Era lo que le iba comentar. Fíjese, siempre que estoy en la sierra me amarro a este errequince y me quito la gorra pa’ wachar cómo el cielo llena de estrellas al mundo. ’Tonces el cerebro se me aclara y como que se me facilita la concentración. Fue mientras miraba al cielo una noche, creo que cuando mandé matar a un alcalde de Chihuahua, que se me vino a la mente que estaba hecho pa’ la oscuridad. Luego hasta pienso que ya no ocupo los ojos. Si en este ratito alguien me los arrancara, me cai de madre que no le guardaría rencor. La oscuridad, le digo, apacigua la sangre y hace que uno mire cosas que ni los tecolotes. ¿Se acuerda de esa madrugada en que caminamos como dos horas pa’ llevarle serenata a la plebe aquella, la del cerro Mohinora? 

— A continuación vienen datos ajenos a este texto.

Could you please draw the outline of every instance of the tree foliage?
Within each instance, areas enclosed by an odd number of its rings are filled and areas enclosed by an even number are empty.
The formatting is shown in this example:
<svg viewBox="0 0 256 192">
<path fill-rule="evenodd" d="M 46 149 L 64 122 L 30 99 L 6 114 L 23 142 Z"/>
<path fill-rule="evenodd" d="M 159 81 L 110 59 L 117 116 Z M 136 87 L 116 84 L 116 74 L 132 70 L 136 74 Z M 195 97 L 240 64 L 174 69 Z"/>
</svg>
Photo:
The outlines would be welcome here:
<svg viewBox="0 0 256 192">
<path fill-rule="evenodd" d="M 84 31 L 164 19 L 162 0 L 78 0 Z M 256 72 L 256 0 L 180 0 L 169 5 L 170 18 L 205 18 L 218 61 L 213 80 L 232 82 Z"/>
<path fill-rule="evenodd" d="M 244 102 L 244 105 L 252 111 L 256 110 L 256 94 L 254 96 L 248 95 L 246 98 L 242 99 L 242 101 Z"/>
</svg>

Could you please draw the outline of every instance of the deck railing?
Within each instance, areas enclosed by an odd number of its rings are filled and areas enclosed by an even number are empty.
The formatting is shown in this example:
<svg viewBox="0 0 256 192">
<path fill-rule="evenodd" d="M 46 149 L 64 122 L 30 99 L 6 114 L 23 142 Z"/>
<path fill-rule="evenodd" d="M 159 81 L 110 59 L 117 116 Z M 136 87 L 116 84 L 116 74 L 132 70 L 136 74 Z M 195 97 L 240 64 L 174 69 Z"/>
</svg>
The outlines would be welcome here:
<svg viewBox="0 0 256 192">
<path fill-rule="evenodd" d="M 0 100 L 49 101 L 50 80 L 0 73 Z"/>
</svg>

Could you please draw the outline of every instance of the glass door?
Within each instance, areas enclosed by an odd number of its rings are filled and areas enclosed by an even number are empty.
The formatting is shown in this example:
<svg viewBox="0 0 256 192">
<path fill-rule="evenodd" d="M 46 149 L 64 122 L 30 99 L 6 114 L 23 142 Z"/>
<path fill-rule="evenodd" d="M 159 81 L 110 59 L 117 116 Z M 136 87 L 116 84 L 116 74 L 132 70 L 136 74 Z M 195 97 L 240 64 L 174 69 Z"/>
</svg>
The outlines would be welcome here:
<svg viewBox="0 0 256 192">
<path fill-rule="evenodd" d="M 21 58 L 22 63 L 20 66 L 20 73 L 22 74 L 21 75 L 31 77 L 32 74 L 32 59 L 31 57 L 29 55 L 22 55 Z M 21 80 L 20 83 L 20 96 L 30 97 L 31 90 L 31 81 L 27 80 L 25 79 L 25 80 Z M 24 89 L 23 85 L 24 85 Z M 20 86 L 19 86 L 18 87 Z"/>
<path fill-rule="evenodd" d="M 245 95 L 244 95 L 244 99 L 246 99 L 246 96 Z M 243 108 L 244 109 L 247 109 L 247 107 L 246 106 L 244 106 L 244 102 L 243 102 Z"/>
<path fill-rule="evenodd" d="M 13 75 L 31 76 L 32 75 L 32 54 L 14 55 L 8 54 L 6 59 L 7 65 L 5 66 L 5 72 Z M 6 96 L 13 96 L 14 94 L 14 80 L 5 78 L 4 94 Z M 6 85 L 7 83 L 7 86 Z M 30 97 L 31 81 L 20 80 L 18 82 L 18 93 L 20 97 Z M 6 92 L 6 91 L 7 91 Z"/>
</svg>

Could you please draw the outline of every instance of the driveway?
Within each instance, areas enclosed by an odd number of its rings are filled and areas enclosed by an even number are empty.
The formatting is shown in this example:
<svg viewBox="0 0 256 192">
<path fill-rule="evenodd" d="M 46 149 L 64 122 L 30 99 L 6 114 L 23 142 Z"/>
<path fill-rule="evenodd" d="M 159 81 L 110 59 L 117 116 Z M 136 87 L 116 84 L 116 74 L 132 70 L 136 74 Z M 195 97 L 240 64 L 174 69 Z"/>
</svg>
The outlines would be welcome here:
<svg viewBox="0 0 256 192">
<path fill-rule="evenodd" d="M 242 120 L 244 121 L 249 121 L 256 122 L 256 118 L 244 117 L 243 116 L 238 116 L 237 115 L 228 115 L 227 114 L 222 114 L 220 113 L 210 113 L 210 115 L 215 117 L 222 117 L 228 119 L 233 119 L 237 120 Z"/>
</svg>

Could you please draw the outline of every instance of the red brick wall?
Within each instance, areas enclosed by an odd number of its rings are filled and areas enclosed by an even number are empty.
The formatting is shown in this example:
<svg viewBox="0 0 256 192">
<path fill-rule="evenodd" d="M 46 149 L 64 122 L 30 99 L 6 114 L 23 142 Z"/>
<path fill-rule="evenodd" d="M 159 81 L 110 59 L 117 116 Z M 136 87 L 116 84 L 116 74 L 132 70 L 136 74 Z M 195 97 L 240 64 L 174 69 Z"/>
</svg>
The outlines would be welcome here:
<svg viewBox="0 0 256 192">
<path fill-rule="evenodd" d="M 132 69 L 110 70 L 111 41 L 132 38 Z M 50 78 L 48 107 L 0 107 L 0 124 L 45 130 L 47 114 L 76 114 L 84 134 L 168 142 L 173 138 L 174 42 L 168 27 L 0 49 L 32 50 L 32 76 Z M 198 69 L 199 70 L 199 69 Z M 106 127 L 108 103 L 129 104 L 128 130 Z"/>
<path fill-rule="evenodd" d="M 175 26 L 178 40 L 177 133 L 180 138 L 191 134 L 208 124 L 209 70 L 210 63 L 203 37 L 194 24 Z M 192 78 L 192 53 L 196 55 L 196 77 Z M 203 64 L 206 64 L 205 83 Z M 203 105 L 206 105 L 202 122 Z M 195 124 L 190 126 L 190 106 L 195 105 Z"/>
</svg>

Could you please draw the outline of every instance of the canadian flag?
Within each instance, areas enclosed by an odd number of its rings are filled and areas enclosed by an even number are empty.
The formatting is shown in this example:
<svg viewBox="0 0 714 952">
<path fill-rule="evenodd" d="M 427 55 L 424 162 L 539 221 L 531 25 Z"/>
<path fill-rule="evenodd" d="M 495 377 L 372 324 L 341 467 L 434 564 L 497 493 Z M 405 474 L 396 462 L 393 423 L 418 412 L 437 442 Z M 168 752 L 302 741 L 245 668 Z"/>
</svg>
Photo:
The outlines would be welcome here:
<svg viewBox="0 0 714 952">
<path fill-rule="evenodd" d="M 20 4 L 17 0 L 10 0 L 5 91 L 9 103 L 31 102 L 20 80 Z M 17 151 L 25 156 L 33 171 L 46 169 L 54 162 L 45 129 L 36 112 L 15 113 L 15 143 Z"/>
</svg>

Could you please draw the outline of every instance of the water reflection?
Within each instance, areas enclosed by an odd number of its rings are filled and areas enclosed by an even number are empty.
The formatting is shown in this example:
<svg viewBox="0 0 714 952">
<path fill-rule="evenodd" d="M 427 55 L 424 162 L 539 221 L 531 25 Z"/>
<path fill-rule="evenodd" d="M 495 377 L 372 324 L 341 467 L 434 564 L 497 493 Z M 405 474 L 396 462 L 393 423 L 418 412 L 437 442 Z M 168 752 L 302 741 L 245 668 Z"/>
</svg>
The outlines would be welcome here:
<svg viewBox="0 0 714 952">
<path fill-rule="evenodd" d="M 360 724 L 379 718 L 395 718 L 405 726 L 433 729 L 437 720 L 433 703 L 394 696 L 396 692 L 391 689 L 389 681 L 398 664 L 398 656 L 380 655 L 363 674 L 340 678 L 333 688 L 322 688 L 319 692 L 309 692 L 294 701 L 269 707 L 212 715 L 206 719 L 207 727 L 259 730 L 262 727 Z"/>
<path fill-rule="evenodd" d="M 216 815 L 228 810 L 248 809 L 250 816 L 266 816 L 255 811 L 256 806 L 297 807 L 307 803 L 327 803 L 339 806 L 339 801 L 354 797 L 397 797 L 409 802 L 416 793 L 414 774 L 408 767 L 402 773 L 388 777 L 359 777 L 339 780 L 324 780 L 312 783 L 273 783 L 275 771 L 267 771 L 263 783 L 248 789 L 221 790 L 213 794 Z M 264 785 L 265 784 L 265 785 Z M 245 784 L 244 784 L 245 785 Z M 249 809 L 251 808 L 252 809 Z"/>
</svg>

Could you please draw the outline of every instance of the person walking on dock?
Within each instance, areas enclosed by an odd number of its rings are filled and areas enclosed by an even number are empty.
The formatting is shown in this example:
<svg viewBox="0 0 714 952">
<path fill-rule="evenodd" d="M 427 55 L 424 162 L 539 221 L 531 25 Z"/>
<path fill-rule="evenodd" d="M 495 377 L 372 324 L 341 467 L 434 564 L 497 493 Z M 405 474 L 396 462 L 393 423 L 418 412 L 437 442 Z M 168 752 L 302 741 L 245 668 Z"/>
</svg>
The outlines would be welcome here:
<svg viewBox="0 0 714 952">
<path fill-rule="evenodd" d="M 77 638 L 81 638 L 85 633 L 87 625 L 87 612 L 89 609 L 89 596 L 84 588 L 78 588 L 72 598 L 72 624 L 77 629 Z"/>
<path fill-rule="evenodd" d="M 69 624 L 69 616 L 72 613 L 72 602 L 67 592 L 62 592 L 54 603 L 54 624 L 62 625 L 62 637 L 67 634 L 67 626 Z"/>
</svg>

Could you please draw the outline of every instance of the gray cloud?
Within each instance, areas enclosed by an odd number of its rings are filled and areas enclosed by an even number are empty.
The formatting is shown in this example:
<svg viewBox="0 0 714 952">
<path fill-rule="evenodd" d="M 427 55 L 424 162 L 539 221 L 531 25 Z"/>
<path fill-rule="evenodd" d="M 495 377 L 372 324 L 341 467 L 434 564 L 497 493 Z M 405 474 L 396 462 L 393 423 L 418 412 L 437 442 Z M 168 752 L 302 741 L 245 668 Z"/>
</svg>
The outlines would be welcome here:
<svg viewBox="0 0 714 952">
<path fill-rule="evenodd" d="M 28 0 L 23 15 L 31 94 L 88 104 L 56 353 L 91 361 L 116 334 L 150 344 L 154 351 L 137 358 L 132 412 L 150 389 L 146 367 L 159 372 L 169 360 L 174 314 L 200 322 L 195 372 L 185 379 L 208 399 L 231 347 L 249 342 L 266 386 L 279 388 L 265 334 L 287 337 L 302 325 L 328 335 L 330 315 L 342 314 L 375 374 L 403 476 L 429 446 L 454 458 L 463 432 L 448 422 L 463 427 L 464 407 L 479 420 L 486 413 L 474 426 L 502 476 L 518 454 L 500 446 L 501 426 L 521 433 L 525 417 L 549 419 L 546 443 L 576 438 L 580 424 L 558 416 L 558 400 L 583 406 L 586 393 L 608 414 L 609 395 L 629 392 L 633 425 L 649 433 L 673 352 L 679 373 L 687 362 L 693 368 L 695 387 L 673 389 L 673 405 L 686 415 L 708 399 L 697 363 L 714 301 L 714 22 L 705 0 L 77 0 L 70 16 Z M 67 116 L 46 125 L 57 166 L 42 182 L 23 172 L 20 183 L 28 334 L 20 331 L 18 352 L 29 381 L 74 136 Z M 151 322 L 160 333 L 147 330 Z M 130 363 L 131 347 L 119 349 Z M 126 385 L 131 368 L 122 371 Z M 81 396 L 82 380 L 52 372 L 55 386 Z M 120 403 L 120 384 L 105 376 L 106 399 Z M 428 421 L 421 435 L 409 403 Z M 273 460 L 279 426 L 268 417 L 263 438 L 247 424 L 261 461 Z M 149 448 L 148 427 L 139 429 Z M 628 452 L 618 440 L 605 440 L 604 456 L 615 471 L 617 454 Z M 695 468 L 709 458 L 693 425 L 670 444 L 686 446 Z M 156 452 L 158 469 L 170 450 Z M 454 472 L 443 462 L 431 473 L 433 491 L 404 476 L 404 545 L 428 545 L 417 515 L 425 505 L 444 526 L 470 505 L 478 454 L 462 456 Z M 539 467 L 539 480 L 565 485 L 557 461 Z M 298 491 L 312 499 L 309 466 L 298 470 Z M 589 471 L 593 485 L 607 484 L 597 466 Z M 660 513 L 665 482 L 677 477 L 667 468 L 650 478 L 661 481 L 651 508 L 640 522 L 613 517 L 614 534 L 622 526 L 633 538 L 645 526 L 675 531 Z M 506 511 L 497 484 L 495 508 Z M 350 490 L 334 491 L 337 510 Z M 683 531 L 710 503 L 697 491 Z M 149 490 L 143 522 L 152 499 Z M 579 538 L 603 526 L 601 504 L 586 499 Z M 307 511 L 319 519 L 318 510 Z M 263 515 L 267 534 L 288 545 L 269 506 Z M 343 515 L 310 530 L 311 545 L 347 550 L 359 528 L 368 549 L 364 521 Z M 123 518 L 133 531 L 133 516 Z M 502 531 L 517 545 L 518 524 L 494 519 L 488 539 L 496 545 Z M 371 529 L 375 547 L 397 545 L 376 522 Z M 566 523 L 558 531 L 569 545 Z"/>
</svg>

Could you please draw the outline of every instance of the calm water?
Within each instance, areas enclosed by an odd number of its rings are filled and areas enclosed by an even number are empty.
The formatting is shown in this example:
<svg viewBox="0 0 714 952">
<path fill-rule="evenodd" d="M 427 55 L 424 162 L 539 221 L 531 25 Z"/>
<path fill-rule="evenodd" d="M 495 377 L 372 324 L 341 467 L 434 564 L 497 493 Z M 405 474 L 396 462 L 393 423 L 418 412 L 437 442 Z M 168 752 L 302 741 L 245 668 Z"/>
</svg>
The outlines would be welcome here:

Cómo no, don Felizardo. Quién sabe cuántas veces me caí y usté se movía como un murciélago. Ai supe por qué le cantan la del “Señor de la montaña”.

La luz es muy peligrosa pa’ mí, viejón. Me exhibe, y gente como yo nunca puede tener una leyenda salvo manejándose con cautela: así, a la sorda. Por eso aprendí a vivir en la penumbra. En ella, si usté se impone, se mueve como pez en el agua. La oscuridad deja de ser un manchón negro como la sangre seca y se vuelve un lugar lleno de significados. A oscuras usté pierde el temor y hasta le da brillo a las ideas y a los recuerdos. Fíjese, la otra noche recordé cuando mi abuela dijo que un día yo iba a dar de qué hablar. Y mire lo que es la bendición de la vida. De plebe vendí naranjas, quesos y pan; y ora, de ser un pobre hombre pisotiado por la vida, una revista gringa me pone entre los más millonarios. No le voy a negar que la pobreza ni en las películas es bonita, ni que yo a ella la tumbé jalándole al gatillo, pero eso de que tenga mil millones de cueros de rana, con perdón de la palabra, es una mamada. ¿Cómo vergas le hicieron pa’ saber cuánto billete tengo si ni yo mismo lo he contado? Al dinero lo peso, viejón. Es tanto que contarlo no me dejaría tiempo pa’ disfrutarlo. ¿Qué es lo que trato de decirle? Que no se vaya de hocico. Esa lista que sacaron es pura ponzoña. Si fuera justa, a Julio y al Rojo también los hubieran incluido. Pero no, pinchis gringos envidiosos. ¿Pos qué no están enterados de que mis compadres son los dueños del cártel? ¿Creen que nomás el gordo ese del eslim le ha entrado recio a la globalización? Julio y el Rojo tienen más dinero que el cabrón ese que se ha hecho rico vendiendo gansitos. Se lo digo porque he mirado a mis compadres trabajar duro pa’ salir adelante. Ellos, pa’ no aventarle más salivero, han sacado a este país de la crisis y nada que los mencionan. Hay que ser puercos pero no trompudos.

¿Y a qué se deberá que sólo a usté lo mencionan, don Felizardo?

A que esos gringos nomás quieren perjudicarme. ¿Y sabe por qué están encabronados conmigo? Porque he sacado millones de dólares de su país pa’ traer a México fe y esperanza.

Yo a los gringos nunca les he creído nada.